Apenas se había acomodado en el asiento cuando su teléfono comenzó a vibrar en su bolsillo. Sacándolo, vio la identificación de la llamada, y un suspiro cansado se le escapó.

«¿Por qué me llama ahora?», murmuró para sí mismo. Deslizó el dedo por la pantalla para contestar, presionando el dispositivo contra su oreja. —¿Sí, Mona?

—Hermano, ¿aterrizaste? ¿Llegaste bien? —La voz de Mona sonaba aguda con una curiosidad frenética.

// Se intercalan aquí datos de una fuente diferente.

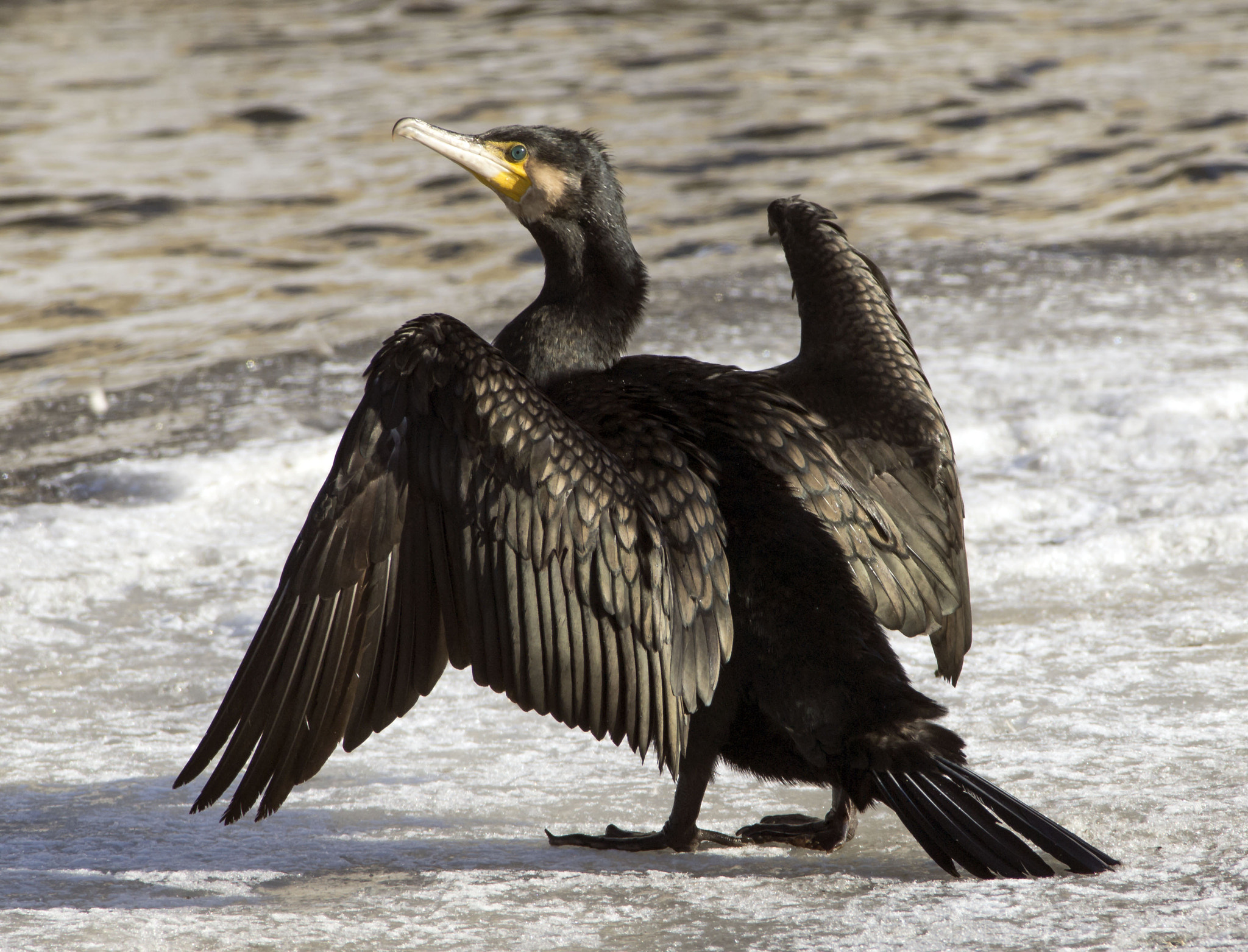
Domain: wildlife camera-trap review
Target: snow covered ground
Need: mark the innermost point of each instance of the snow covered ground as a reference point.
(1100, 412)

—Estoy en tierra —respondió Carlos—. Y escucha, no voy a regresar a ese lugar. Ni siquiera pierdas el aliento tratando de convencerme de lo contrario.

—No estoy tratando de hacerte volver —replicó Mona rápidamente, aunque su tono cambió a algo más persuasivo—. En realidad… me preguntaba, ¿puedo ir allá? ¿Al palacio?

Las cejas de Carlos se elevaron, formando un profundo surco entre ellas. —Absolutamente no. ¿Qué harías exactamente aquí, Mona?

—¡Solo quiero verlo por mí misma! Explorar y ver cómo viven realmente los lobos —exigió, su persistencia creciendo—. Solo dame el número de Amelie. Éramos amigas, ¿no? Estoy segura de que estaría encantada de que la visitara.

Carlos puso los ojos en blanco hacia el techo del taxi, reclinando su cabeza contra el reposacabezas con agotamiento. —No te voy a dar su número, Mona. Esto no es un lugar de vacaciones. Me tengo que ir. Cuídate.

Sin esperar su réplica, cortó la llamada y dejó el teléfono a su lado.